Amérique du Sud et Communauté andine. Le cas de l’Amérique latine tend à indiquer que les influences régionales sont très fortes. Quatre pays sont membres de la Communauté andine, créée en application de l’Accord de Carthagène en 1969 : la Bolivie, la Colombie, l’Équateur et le Pérou. Ces quatre pays ont des lois analogues à bien des égards. Trois autres pays, l’Argentine, le Brésil et le Chili, ont en commun de n’avoir adopté aucune exception en faveur des bibliothèques26.
Afrique centrale et Accord de Bangui. L’Accord de Bangui a été conclu entre 16 pays francophones, situés pour la plupart en Afrique centrale. Cet Accord comprend un grand nombre de dispositions relatives au droit d’auteur, y compris une exception en faveur des bibliothèques. Beaucoup de pays membres n’ont pas adopté d’exceptions de ce type, mais dans la mesure où l’Accord de Bangui y a force exécutoire, ils ont adopté indirectement une telle exception. La région fait ressortir une autre tendance géographique, à savoir l’adoption par plusieurs pays d’une exception en faveur des bibliothèques relativement simple qui fixe certaines limites, mais qui, en dernière analyse, autorise de nombreux types de bibliothèques à réaliser des copies d’œuvres diverses aux fins d’accomplir n’importe laquelle de leurs missions. La loi unique semble englober la recherche, la préservation et toutes autres activités des bibliothèques27.

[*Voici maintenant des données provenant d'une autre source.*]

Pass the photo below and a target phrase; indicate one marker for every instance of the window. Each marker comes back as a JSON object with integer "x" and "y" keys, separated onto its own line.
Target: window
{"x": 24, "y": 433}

L’Union européenne et les mesures techniques de protection. À la suite de la publication de la Directive de 2001 sur la société de l’information, les pays membres de l’UE ont adopté en faveur des bibliothèques des exceptions à la loi sur l’interdiction de la neutralisation. Comme cela était à prévoir, ces pays ont été nombreux à s’emprunter des formulations, ce qui n’empêche pas les textes d’être très différents d’un pays à l’autre. Une autre tendance se fait jour en ce qui concerne les exceptions à la législation anti neutralisation. La directive autorise les exceptions à cette législation en faveur des bibliothèques, mais ne les prescrit pas. Or, 21 des 27 pays membres ont adopté une telle exception. Fait tout aussi important, peu d’autres pays l’ont fait, ce qui confirme le pouvoir d’une directive s’agissant d’orienter la législation.
Mis à part ces tendances et d’autres dont on ne peut nier l’existence, les lois prévoyant une exception en faveur des bibliothèques sont très différentes d’un pays à l’autre. La Convention de Berne et d’autres instruments internationaux sont peut être parvenus à harmoniser bien des aspects de la législation sur le droit d’auteur, mais la présente étude montre que l’harmonisation internationale n’a guère eu de prise sur les dispositions législatives créant des exceptions au droit d’auteur en faveur des bibliothèques et des services d’archives.